Which Industries Had the Most Lawsuits?

Most discrimination lawsuits in fiscal year 2023 were claims under Title VII of the Civil Rights Act of 1964 and the Americans with Disabilities Act (ADA), the Seyfarth report found. The agency filed 48 disability-related lawsuits, nearly doubling the 27 ADA cases it filed the previous year.

After the EEOC published guidance regarding hearing-related disabilities in the workplace in January 2023, the agency filed nine ADA cases on behalf of employees with hearing difficulties.

"The ADA is a clear favorite for EEOC filings," DeGroff said. "This is particularly problematic for employers, because the complicated intersection between disabilities and leave laws creates significant vulnerabilities for employers."

Industries that received the most lawsuits included:

  • Hospitality (31 lawsuits)
  • Health care (24).
  • Retail (18).
  • Construction/natural resources (15).
  • Transportation/logistics (9).

Small businesses were also sued, including a pet store, a pet resort boarding and training service with two locations, an appliance store, a lodge in a state forest area, a small medical practice, and a used car dealership, among others.
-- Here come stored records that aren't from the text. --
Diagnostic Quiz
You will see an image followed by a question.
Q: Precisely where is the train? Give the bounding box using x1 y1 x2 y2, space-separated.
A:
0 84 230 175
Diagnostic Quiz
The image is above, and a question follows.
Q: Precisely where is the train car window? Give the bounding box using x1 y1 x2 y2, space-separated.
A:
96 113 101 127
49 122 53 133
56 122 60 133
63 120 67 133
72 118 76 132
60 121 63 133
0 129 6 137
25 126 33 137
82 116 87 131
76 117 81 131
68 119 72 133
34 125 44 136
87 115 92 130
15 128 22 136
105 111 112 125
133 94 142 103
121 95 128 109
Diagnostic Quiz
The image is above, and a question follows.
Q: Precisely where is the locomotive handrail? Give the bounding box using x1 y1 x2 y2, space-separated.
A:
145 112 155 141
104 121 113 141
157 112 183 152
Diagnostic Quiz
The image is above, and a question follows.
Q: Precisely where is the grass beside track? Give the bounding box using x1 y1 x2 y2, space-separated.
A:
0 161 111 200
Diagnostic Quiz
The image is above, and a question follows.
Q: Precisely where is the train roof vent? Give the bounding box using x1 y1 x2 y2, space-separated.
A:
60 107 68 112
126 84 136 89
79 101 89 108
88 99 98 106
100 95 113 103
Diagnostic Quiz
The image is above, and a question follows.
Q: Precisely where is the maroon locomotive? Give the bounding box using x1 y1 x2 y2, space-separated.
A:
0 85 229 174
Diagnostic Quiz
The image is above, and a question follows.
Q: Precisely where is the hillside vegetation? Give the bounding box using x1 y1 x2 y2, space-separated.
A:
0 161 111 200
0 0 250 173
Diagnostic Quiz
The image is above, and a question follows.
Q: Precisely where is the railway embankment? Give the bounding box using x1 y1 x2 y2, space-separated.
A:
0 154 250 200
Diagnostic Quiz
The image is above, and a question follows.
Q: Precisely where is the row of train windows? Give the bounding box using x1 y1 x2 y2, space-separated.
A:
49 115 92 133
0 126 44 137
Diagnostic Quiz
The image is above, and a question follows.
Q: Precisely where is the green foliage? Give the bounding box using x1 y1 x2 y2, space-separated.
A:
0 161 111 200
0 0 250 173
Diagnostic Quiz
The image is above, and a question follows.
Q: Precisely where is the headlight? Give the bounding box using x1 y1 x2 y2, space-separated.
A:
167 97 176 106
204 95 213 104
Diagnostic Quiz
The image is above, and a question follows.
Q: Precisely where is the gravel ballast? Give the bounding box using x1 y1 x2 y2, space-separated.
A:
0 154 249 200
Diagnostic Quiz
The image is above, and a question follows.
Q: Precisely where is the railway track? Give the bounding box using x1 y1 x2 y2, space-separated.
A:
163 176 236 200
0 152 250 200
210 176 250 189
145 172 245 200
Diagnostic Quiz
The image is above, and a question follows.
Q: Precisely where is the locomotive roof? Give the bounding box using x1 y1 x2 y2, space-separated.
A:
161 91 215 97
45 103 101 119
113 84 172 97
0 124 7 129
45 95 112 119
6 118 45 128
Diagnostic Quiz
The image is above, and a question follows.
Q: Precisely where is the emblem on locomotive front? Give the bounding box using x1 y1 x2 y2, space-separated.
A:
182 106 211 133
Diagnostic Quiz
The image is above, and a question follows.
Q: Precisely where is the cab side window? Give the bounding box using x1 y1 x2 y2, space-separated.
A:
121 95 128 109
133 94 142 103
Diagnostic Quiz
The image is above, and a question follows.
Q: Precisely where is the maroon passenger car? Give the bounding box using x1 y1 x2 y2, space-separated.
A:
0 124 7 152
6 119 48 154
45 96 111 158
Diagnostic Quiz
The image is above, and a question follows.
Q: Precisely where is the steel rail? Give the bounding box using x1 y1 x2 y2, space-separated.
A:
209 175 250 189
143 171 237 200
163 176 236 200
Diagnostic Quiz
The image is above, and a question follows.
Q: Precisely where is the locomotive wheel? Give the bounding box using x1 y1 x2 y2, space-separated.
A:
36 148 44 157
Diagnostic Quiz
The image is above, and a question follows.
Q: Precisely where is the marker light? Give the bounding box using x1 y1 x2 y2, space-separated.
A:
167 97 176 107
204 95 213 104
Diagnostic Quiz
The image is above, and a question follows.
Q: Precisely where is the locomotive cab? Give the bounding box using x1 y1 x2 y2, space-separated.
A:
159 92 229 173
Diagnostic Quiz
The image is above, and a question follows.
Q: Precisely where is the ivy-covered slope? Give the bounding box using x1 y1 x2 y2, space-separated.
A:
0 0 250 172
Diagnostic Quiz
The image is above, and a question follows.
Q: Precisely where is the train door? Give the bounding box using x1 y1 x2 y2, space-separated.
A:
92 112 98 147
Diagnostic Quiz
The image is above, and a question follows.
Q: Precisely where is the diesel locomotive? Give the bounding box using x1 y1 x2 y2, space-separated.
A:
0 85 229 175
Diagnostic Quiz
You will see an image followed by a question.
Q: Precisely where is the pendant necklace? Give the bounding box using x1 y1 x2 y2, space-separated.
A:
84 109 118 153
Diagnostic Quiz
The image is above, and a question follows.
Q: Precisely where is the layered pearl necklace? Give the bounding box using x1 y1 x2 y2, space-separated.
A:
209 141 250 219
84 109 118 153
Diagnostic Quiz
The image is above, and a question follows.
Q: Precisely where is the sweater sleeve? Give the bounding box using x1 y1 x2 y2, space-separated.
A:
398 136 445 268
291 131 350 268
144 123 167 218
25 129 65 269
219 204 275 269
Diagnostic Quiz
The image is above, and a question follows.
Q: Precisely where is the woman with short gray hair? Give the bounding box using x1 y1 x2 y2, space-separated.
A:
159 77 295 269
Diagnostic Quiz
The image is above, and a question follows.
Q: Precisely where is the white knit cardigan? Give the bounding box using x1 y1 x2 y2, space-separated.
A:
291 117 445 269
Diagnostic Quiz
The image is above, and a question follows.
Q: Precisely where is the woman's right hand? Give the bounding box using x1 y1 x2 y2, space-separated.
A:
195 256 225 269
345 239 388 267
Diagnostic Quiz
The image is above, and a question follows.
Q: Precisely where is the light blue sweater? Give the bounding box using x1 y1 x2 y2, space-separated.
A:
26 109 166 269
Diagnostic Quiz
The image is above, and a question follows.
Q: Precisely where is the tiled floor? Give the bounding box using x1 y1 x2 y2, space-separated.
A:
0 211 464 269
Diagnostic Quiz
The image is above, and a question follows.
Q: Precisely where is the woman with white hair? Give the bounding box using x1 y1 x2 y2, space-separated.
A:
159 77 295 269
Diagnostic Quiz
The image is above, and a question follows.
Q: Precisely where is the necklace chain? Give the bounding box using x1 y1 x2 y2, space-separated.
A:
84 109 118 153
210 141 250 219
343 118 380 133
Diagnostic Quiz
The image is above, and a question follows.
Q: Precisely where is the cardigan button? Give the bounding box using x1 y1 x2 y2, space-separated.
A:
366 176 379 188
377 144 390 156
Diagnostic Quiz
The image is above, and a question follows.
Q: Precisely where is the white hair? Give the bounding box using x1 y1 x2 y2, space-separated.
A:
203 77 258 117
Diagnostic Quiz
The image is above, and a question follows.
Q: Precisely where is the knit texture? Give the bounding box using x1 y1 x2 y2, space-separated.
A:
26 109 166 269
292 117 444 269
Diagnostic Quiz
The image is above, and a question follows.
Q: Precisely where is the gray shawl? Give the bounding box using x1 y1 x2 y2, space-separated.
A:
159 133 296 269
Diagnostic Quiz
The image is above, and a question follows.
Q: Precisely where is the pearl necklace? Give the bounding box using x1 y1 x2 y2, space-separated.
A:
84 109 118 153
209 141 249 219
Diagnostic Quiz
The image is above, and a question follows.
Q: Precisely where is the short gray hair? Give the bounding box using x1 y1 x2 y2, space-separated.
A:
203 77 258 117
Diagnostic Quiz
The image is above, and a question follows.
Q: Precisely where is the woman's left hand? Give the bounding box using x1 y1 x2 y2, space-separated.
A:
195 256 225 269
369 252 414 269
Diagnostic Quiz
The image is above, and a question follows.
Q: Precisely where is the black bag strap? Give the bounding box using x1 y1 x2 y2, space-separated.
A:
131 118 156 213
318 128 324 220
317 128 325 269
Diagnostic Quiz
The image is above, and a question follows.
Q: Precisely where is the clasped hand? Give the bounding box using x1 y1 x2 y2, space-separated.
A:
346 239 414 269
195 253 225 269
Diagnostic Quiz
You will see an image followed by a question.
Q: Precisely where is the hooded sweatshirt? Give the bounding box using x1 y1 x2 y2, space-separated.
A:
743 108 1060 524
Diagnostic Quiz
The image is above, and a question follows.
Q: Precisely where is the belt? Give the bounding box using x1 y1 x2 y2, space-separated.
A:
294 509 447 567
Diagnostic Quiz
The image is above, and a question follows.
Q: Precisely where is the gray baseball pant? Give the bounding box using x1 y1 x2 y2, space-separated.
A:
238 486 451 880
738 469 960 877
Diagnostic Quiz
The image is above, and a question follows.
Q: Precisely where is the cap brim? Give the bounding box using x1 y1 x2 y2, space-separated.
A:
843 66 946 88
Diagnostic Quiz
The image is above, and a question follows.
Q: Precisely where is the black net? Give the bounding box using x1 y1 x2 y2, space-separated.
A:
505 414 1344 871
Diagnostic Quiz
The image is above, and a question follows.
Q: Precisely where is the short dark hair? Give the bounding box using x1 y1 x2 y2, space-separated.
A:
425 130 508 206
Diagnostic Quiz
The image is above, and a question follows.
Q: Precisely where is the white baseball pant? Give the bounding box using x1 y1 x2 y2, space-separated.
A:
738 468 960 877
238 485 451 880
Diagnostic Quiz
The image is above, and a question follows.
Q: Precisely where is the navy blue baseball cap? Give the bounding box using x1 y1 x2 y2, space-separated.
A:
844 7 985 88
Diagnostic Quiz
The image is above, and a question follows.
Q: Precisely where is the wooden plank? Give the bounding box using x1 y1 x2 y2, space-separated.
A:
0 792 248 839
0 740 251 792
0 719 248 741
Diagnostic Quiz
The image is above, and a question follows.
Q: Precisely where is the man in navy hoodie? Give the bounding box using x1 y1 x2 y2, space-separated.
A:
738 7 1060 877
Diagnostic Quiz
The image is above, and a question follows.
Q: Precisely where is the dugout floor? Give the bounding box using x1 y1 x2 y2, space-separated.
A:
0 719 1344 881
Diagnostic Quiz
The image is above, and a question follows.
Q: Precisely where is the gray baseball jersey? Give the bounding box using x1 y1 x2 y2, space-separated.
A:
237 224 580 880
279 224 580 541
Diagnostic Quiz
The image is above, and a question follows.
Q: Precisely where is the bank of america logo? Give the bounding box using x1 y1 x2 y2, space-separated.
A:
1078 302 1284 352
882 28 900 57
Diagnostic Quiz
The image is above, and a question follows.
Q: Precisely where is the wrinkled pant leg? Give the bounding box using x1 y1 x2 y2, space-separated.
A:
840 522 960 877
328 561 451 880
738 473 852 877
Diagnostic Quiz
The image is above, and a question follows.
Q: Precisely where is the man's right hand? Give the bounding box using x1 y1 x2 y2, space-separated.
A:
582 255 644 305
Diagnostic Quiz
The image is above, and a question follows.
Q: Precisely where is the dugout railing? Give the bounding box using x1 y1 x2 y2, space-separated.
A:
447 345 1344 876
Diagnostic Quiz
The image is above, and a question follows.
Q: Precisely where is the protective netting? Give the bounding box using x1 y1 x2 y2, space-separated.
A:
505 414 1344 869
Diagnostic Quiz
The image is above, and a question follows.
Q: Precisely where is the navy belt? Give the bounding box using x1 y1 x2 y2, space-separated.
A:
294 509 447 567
The Seyfarth report noted these small businesses may struggle to fund their legal defense against EEOC lawsuits.

[SHRM Online article: How to Avoid Discrimination Lawsuits]

Employers Should Reinforce Core Values

Since the EEOC's last anti-harassment guidelines were issued in 2016, the COVID-19 pandemic drove a lot of communications online, including formal business interactions as well as informal channels such as social media.

Now that these communications are more likely to be recorded, evidence of suspected discrimination is more widely available and would support increased filings and enforcement, according to Stephen Paskoff, CEO of training company Employment Learning Innovations in Atlanta.

"Similarly, some firms may have become more complacent in enacting preventative measures, which would further increase exposure," Paskoff said.

But he explained that employers can prevent discrimination lawsuits simply by asking themselves if they are building inclusive, welcoming cultures that set clear standards of conduct for all interactions, regardless of setting.

While conducting formal training to establish safeguards against illegal behavior is still paramount, he added, organizations should also bolster their core values. By establishing and reinforcing values such as inclusion, accountability and respectful behavior, companies can reduce exposure to potential discrimination and subsequent litigation.

"In such environments, associates would feel supported in speaking up when confronted with potentially questionable behavior," Paskoff explained. "This would help organizations identify and address incidents well before they rise to the level of systemic discrimination."